Afirmar que semejante tesis era justa para Marx y Engels, pero no lo es hoy para nosotros, conduce a la más antihistórica de las posiciones. Sería más respetable la conclusión que dijese: dados los nuevos acontecimientos el sistema de Marx y Engels debe ser rechazado.

El capitalismo ha recorrido su fase de apariencia liberal y si la revolución proletaria hubiese vencido hubiera sido internacional. Pero la revolución no ha vencido y el capitalismo ha tenido tiempo de pasar a la fase monopolista. Y desde entonces esperamos una revolución y un socialismo nacionales. ¿Qué tipo de perspectiva es ésa, qué valor puede tener en la ciencia y en la lucha del partido? ¿Debemos esperar que el capitalismo vuelva gentilmente a su fase liberal, porque sólo entonces sería justo que el camarada Belkin pensara en una revolución internacionalista? ¿Y mientras el capitalismo se convierte en un gran monopolio, aunque sea nacional, la patria del socialismo permanecerá en un estado de contemplación emulativa? La emulación se da entre semejantes, no entre antagonistas. Los estalinistas ya lo habéis emulado, sois la otra patria del capitalismo imperialista. Tu dixisti.

La autoridad de una cátedra que repite impasible su verdad momificada hace siglos es harto pesada: dos grandes revoluciones se lanzaron contra ella rompiendo la servidumbre feudal, pero todavía no la burguesa.

Los revolucionarios proletarios se oponen a esa autoridad secular y niegan los argumentos que saca de la fe, la razón y la ciencia como argumentos serviles.

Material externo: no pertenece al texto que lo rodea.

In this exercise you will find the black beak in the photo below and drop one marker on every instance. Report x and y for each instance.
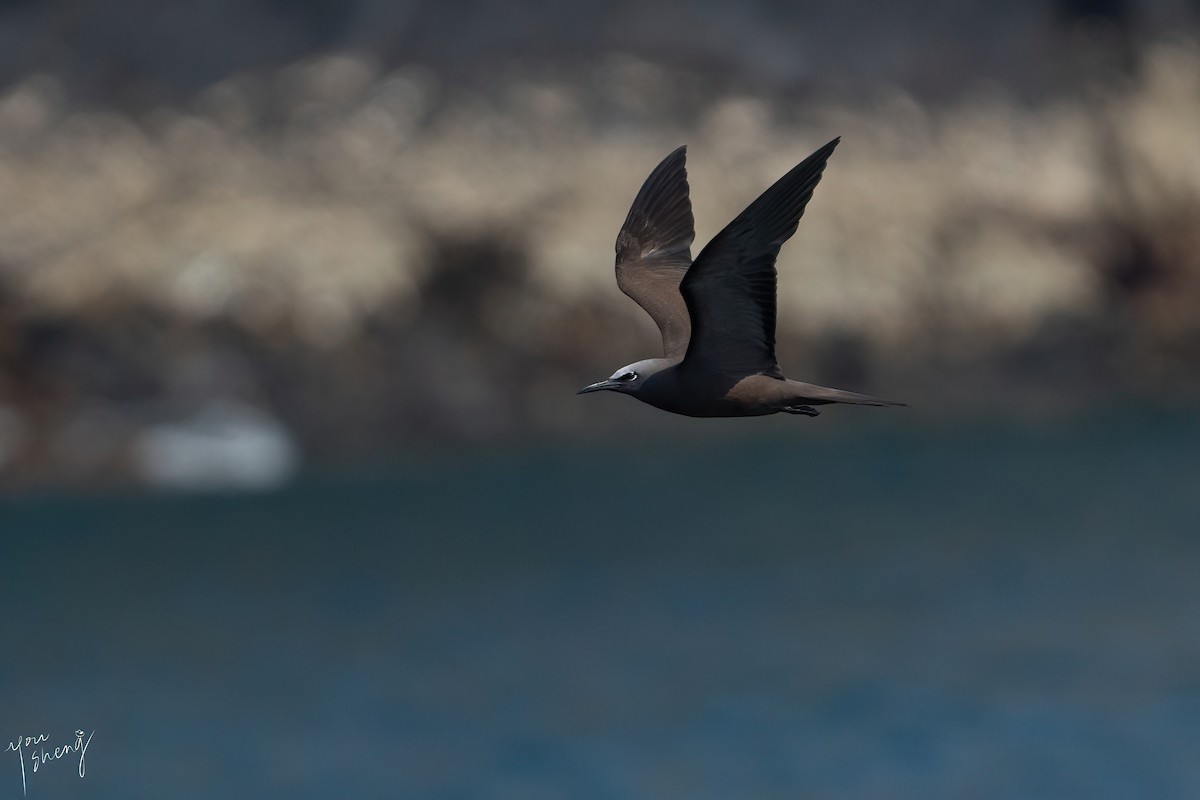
(599, 386)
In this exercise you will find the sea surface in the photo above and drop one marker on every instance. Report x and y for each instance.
(964, 612)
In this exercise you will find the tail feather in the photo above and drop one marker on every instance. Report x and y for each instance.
(813, 394)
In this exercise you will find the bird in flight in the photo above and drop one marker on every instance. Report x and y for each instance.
(717, 314)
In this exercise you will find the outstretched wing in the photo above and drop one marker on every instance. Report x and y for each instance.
(730, 290)
(654, 251)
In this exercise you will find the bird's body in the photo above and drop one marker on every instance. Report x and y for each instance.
(717, 316)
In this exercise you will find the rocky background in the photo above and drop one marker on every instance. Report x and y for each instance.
(237, 238)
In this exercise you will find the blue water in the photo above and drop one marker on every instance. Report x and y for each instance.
(988, 613)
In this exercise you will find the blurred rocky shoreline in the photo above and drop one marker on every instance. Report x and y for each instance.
(342, 258)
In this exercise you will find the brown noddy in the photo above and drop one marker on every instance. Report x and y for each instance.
(717, 314)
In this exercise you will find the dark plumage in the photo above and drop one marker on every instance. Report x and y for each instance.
(717, 314)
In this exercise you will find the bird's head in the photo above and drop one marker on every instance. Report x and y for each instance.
(628, 379)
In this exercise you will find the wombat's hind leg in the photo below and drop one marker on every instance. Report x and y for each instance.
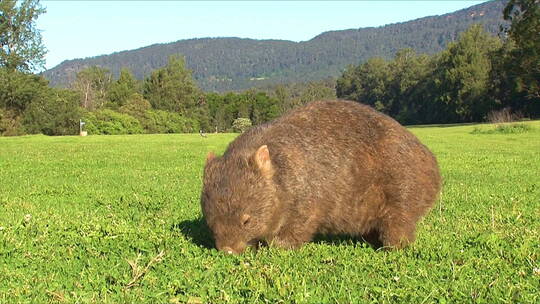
(396, 232)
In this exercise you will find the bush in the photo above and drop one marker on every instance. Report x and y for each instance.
(109, 122)
(158, 121)
(241, 124)
(56, 114)
(504, 115)
(10, 123)
(503, 129)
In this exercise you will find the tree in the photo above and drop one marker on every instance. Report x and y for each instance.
(21, 47)
(525, 57)
(18, 89)
(93, 84)
(462, 78)
(122, 90)
(57, 114)
(241, 124)
(366, 83)
(171, 88)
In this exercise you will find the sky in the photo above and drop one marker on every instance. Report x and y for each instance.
(79, 29)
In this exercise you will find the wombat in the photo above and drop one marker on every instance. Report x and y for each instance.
(331, 167)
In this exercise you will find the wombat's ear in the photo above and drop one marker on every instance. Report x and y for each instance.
(263, 161)
(210, 156)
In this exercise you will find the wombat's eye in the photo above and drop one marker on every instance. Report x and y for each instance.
(245, 219)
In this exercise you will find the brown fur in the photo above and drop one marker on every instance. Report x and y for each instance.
(331, 167)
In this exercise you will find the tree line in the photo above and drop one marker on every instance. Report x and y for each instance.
(224, 64)
(476, 74)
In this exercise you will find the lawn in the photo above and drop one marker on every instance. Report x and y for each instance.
(116, 219)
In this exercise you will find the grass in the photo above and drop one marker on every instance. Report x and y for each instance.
(502, 128)
(116, 219)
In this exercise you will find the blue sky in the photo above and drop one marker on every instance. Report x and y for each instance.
(78, 29)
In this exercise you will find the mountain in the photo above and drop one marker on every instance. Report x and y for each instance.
(222, 64)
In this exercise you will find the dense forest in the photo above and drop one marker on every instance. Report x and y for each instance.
(474, 76)
(224, 64)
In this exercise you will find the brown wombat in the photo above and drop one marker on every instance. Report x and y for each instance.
(331, 167)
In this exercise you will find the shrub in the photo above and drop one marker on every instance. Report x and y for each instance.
(111, 123)
(503, 129)
(158, 121)
(241, 124)
(56, 114)
(10, 123)
(504, 115)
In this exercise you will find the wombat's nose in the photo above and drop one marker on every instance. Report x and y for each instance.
(227, 250)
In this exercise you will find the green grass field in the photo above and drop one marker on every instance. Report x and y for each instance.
(116, 219)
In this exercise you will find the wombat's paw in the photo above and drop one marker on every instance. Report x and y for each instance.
(285, 243)
(397, 238)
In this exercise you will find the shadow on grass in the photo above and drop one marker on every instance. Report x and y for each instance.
(371, 240)
(197, 231)
(442, 125)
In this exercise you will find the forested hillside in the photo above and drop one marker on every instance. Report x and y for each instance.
(222, 64)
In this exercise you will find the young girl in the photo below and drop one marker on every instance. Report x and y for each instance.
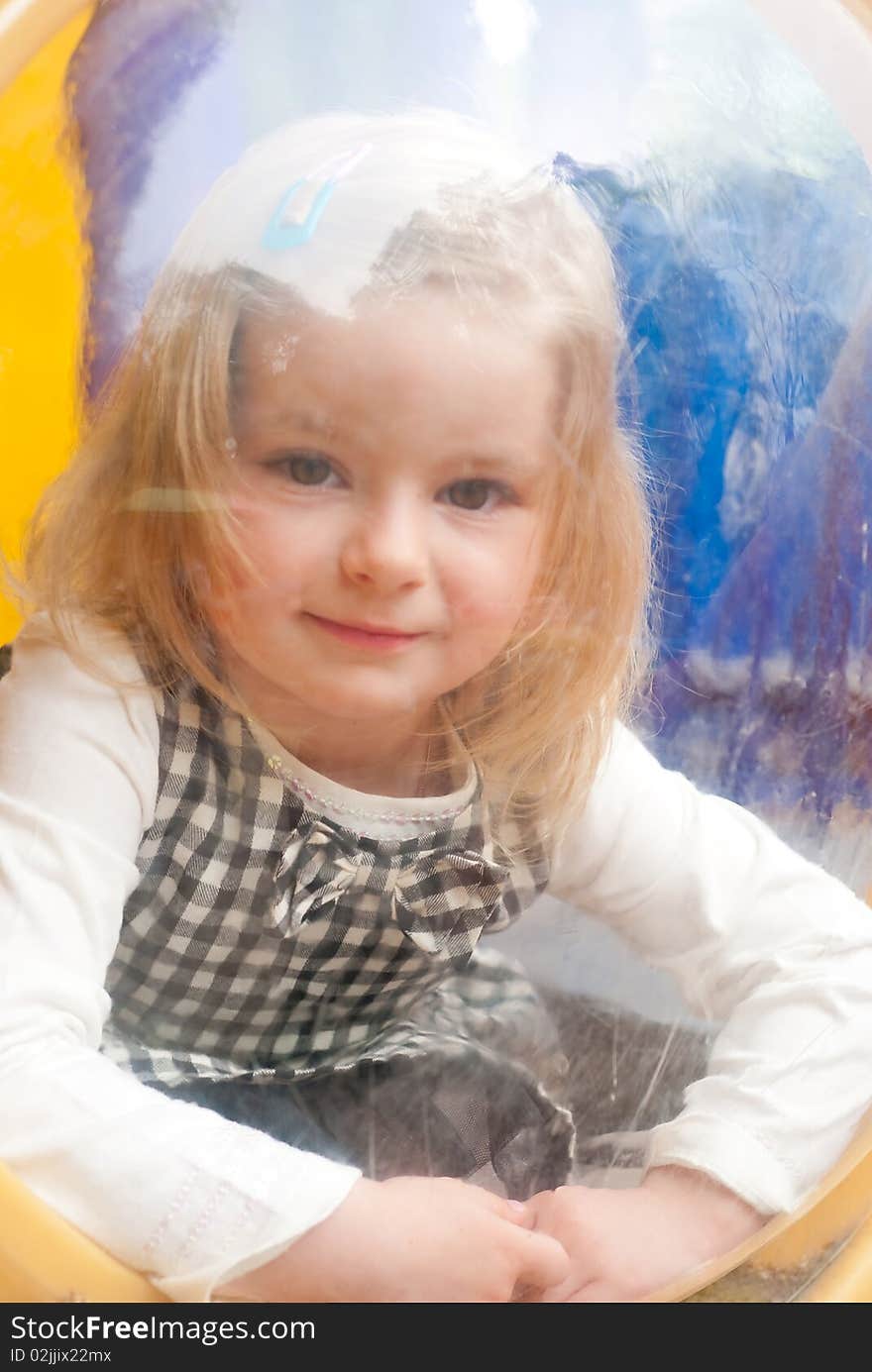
(337, 615)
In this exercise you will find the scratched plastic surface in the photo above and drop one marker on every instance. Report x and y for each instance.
(739, 211)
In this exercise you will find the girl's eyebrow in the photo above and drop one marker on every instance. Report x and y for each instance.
(310, 421)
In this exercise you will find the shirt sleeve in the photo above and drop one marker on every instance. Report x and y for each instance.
(170, 1189)
(758, 939)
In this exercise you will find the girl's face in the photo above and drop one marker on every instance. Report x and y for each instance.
(393, 474)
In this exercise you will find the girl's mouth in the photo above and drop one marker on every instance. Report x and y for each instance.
(364, 635)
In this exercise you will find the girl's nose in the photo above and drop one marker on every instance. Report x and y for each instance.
(386, 548)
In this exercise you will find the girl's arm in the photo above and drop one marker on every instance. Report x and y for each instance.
(758, 939)
(169, 1189)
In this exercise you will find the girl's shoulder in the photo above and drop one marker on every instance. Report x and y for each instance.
(78, 729)
(88, 671)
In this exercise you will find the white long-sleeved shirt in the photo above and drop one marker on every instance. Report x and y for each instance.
(755, 936)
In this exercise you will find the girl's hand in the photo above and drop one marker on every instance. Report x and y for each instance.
(419, 1239)
(625, 1243)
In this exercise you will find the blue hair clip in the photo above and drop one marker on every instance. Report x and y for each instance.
(281, 234)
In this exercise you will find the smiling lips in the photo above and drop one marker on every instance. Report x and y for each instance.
(364, 635)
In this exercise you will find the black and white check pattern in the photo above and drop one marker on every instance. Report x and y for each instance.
(267, 941)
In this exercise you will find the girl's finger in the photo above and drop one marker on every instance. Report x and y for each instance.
(598, 1293)
(543, 1261)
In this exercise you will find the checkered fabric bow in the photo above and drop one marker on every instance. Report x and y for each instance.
(440, 897)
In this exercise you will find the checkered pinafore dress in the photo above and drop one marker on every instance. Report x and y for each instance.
(268, 943)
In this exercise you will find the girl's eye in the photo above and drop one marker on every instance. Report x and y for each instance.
(305, 468)
(476, 494)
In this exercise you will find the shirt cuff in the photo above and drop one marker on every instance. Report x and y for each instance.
(728, 1154)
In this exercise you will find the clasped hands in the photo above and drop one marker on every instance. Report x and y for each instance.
(436, 1240)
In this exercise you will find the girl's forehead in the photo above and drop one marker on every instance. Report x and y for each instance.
(395, 366)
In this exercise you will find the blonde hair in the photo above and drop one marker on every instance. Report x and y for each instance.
(138, 531)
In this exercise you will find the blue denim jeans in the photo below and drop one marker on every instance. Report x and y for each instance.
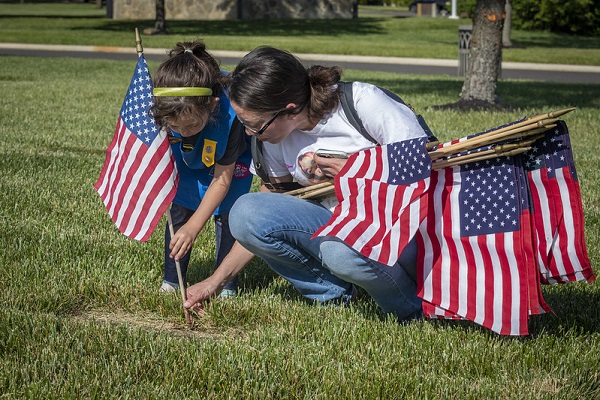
(278, 227)
(180, 215)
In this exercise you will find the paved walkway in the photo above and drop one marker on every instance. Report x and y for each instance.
(423, 66)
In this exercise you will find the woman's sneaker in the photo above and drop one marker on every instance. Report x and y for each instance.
(227, 293)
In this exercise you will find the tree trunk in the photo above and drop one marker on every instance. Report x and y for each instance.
(160, 23)
(485, 56)
(507, 25)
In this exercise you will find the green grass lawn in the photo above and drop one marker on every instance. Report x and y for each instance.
(376, 35)
(82, 316)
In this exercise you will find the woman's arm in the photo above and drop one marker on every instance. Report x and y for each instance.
(183, 239)
(232, 264)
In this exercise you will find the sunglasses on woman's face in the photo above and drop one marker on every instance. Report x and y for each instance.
(264, 127)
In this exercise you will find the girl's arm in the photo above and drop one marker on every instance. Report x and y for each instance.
(183, 239)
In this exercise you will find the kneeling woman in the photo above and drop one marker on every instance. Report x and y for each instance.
(294, 112)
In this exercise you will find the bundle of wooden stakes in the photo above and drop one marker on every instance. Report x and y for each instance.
(509, 140)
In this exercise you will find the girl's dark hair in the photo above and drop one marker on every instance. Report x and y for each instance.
(188, 65)
(267, 79)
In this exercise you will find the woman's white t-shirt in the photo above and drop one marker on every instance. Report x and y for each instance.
(386, 120)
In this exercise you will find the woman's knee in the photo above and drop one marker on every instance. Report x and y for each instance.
(243, 216)
(338, 257)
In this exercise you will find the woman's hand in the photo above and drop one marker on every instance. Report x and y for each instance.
(330, 166)
(200, 293)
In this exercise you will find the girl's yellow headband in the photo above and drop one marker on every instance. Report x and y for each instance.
(181, 92)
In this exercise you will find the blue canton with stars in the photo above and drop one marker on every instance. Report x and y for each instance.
(408, 161)
(553, 151)
(490, 197)
(137, 103)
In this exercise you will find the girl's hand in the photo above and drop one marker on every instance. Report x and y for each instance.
(197, 295)
(330, 166)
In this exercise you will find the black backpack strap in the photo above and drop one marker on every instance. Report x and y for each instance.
(348, 105)
(259, 166)
(347, 101)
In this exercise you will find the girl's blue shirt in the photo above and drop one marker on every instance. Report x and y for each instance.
(196, 166)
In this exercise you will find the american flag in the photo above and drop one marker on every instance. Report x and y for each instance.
(139, 177)
(472, 248)
(380, 193)
(557, 209)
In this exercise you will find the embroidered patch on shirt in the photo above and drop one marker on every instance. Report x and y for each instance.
(208, 152)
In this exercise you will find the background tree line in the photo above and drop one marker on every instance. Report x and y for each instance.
(579, 17)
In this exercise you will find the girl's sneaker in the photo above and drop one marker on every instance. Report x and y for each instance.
(168, 287)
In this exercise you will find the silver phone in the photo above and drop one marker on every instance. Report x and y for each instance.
(331, 153)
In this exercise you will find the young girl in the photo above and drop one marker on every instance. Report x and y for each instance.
(210, 150)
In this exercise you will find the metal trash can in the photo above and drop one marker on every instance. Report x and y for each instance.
(464, 44)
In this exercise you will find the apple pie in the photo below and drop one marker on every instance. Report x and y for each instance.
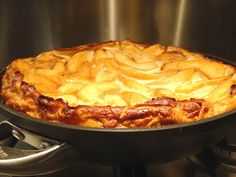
(120, 84)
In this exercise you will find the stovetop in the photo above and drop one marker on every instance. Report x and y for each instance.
(217, 161)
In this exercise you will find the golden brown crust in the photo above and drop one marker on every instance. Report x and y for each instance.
(171, 93)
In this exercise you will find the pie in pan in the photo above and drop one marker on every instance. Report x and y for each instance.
(120, 84)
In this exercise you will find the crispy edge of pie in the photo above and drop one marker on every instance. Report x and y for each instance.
(23, 97)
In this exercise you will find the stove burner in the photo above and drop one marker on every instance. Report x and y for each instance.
(218, 161)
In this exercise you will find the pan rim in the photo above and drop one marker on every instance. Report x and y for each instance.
(113, 130)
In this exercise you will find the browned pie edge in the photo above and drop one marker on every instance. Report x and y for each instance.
(23, 97)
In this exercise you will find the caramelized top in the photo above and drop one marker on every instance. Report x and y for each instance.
(125, 74)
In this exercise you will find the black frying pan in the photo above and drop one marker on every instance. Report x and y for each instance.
(136, 146)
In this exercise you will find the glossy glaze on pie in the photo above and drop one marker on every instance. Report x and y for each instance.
(120, 84)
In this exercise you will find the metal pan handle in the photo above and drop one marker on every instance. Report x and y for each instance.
(45, 155)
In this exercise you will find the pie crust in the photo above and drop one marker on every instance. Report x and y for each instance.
(120, 84)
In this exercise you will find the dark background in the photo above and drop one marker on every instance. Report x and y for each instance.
(28, 27)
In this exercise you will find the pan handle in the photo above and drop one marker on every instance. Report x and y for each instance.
(41, 155)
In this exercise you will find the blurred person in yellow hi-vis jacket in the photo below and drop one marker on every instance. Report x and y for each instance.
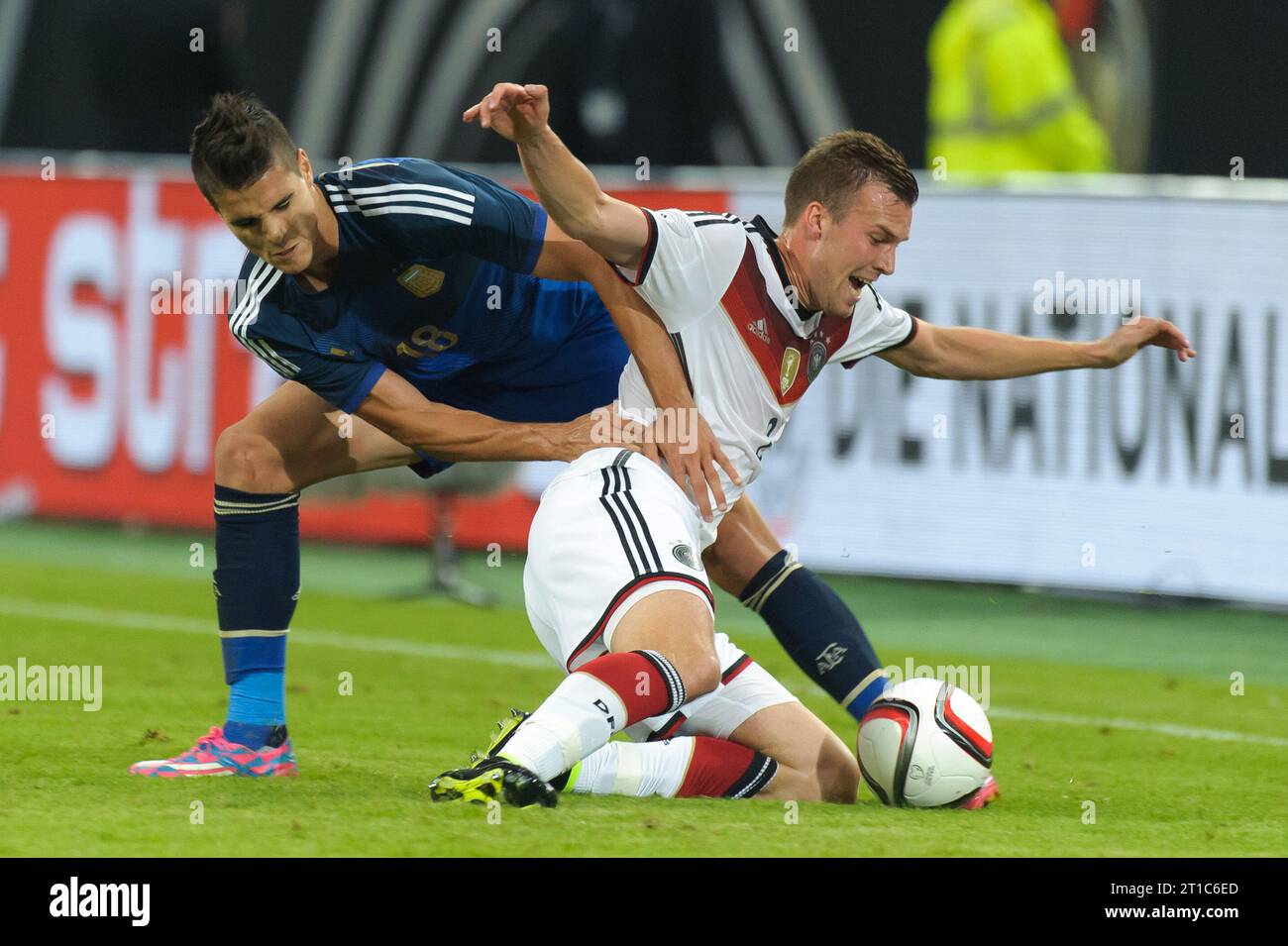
(1003, 95)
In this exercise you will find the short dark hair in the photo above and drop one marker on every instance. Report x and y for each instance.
(837, 164)
(236, 143)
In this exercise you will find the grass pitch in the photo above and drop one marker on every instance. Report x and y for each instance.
(1126, 706)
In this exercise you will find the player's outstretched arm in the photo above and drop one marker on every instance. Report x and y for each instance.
(567, 189)
(980, 354)
(455, 435)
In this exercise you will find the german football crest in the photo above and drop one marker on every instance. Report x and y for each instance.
(816, 360)
(787, 374)
(684, 555)
(421, 280)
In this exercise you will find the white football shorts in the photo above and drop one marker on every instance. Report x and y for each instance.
(612, 529)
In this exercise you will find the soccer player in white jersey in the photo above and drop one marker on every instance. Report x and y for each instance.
(614, 591)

Pero la autoridad que no sólo quiere el conformismo, sino que además a cada paso se despedaza y cambia a sí misma, sus textos y sus normas, sin que sin embargo su tremenda fuerza mecánica le dé el valor de proclamar la herejía, no tiene derecho a hablar de fe, ni de razón, ni de ciencia: la servidumbre a esa autoridad es la peor de las servidumbres.